En efecto el dato en que se basa el estudio para concluir que nos creemos especialmente las mentiras es que el 57% de los españoles admite haber dado por verdad alguna vez una noticia falsa, mientras que este porcentaje es del 33% entre los británicos y de solo el 29% entre los italianos. ¿De verdad dos de cada tres británicos están seguros de que nunca les han engañado con una noticia? ¿En serio piensan que eso es posible? No me parece mal tener más capacidad que otros para reconocer que nos la han colado porque es algo que a todos nos ha pasado alguna vez y estoy convencido de que el mayor peligro de la desinformación no está en que alguien difunda contenidos falsos y perniciosos, sino en la tendencia natural a creerse cualquier afirmación que alimente las ideas y prejuicios propios y no estar abierto a corregirlos.

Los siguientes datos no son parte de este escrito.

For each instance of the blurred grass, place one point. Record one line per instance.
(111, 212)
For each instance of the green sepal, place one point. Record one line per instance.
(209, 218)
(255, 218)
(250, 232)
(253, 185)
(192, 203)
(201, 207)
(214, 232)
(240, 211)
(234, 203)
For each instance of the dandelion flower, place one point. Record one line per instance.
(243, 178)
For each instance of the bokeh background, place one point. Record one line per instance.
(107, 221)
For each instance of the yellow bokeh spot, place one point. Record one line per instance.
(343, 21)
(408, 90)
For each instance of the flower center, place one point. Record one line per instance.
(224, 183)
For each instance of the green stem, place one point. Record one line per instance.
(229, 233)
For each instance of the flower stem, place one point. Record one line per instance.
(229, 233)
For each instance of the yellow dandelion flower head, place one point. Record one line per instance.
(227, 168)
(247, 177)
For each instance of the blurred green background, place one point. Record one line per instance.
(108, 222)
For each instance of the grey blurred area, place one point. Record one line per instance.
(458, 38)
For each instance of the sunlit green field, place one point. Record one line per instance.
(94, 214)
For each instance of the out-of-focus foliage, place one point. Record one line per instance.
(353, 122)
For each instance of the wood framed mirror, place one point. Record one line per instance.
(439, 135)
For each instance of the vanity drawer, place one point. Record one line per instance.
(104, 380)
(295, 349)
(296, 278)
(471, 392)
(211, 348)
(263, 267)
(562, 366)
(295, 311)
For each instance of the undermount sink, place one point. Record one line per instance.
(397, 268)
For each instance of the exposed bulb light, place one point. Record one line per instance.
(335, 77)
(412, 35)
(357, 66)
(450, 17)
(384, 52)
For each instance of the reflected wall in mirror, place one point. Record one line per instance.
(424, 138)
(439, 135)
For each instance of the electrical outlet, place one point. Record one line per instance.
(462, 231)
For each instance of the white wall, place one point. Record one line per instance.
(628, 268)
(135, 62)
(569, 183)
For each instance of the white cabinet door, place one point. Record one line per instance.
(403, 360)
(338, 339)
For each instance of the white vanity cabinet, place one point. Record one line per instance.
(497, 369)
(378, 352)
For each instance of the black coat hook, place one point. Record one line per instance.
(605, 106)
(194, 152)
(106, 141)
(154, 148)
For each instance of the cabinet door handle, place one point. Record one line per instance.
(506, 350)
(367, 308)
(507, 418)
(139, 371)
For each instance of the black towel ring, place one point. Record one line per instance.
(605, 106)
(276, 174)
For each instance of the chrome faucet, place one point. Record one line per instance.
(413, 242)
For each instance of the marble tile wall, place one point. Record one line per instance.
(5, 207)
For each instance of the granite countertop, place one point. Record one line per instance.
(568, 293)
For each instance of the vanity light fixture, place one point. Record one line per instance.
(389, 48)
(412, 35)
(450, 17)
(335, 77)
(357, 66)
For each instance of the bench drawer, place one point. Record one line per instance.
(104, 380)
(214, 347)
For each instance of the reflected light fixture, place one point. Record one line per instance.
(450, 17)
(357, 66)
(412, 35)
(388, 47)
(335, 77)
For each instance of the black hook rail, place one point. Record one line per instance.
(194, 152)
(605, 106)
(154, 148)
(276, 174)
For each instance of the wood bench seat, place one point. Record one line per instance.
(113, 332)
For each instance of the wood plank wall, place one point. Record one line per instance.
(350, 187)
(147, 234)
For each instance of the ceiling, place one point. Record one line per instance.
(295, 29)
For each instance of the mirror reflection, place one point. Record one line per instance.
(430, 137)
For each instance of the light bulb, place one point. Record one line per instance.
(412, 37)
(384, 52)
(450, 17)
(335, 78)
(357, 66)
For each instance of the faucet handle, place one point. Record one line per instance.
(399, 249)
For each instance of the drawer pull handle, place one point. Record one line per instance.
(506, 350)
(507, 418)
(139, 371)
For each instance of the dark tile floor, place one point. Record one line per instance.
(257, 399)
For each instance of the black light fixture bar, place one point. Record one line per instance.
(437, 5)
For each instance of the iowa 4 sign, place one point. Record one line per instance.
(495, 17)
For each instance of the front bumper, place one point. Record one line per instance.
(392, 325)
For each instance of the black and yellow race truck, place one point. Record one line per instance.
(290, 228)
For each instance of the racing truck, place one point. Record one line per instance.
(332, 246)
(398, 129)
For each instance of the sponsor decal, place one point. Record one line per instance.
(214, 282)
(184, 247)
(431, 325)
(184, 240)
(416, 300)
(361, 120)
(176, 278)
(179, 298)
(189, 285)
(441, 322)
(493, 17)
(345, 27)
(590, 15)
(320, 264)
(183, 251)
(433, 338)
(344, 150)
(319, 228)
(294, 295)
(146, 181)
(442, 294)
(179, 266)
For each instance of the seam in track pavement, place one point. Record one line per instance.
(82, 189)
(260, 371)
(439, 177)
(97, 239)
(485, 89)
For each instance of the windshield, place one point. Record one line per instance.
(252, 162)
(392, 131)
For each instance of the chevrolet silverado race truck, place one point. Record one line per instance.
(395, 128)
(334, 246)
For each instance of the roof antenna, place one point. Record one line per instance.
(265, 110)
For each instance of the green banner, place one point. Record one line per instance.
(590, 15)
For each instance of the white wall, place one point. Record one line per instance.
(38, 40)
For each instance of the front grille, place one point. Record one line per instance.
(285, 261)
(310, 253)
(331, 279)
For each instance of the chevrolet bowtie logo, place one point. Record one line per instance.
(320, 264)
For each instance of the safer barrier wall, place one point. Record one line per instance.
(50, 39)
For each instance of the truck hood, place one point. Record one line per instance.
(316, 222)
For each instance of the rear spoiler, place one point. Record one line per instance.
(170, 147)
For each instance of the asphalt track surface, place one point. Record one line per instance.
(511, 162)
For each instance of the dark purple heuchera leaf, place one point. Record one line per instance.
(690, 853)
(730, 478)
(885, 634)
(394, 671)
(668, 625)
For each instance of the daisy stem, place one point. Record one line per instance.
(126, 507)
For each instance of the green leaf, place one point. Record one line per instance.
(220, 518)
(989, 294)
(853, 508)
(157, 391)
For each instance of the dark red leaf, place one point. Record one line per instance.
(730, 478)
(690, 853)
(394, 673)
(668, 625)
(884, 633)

El mismo estudio señala que el 65% de la población mundial está convencida de que sus conciudadanos viven en una burbuja informativa, atentos solo a opiniones con las que ya están de acuerdo; pero solo uno de cada tres admite formar parte de dicha burbuja y más del 50% afirma creerse mejor que el resto para detectar noticias falsas. Sean estos porcentajes exactos o no, me parece que sí reflejan un aspecto importante del problema de la desinformación y es que para que funcione no solo hace falta partidos y grupos de interés que emitan bulos y medios y pseudomedios que les ayuden a difundirlos, sino también de ciudadanos dispuestos a creerlos.

No se trata desde luego de culpar a quienes creen cualquier patraña, pero sí de recordar la importancia de mantener el espíritu crítico y de que aquí los profesionales de la comunicación tenemos una especial obligación. Y no solo en el ámbito laboral sino en acciones tan cotidianas como difundir un enlace por WhatsApp a nuestros amigos.

Y esta obligación incluye dudar, comprobar, denunciar las falsedades, no contribuir a difundirlas… y como esa mitad de españoles ser capaces de reconocer que podemos ser víctimas del engaño, para así aprender a no picar tan fácilmente en los anzuelos de la desinformación.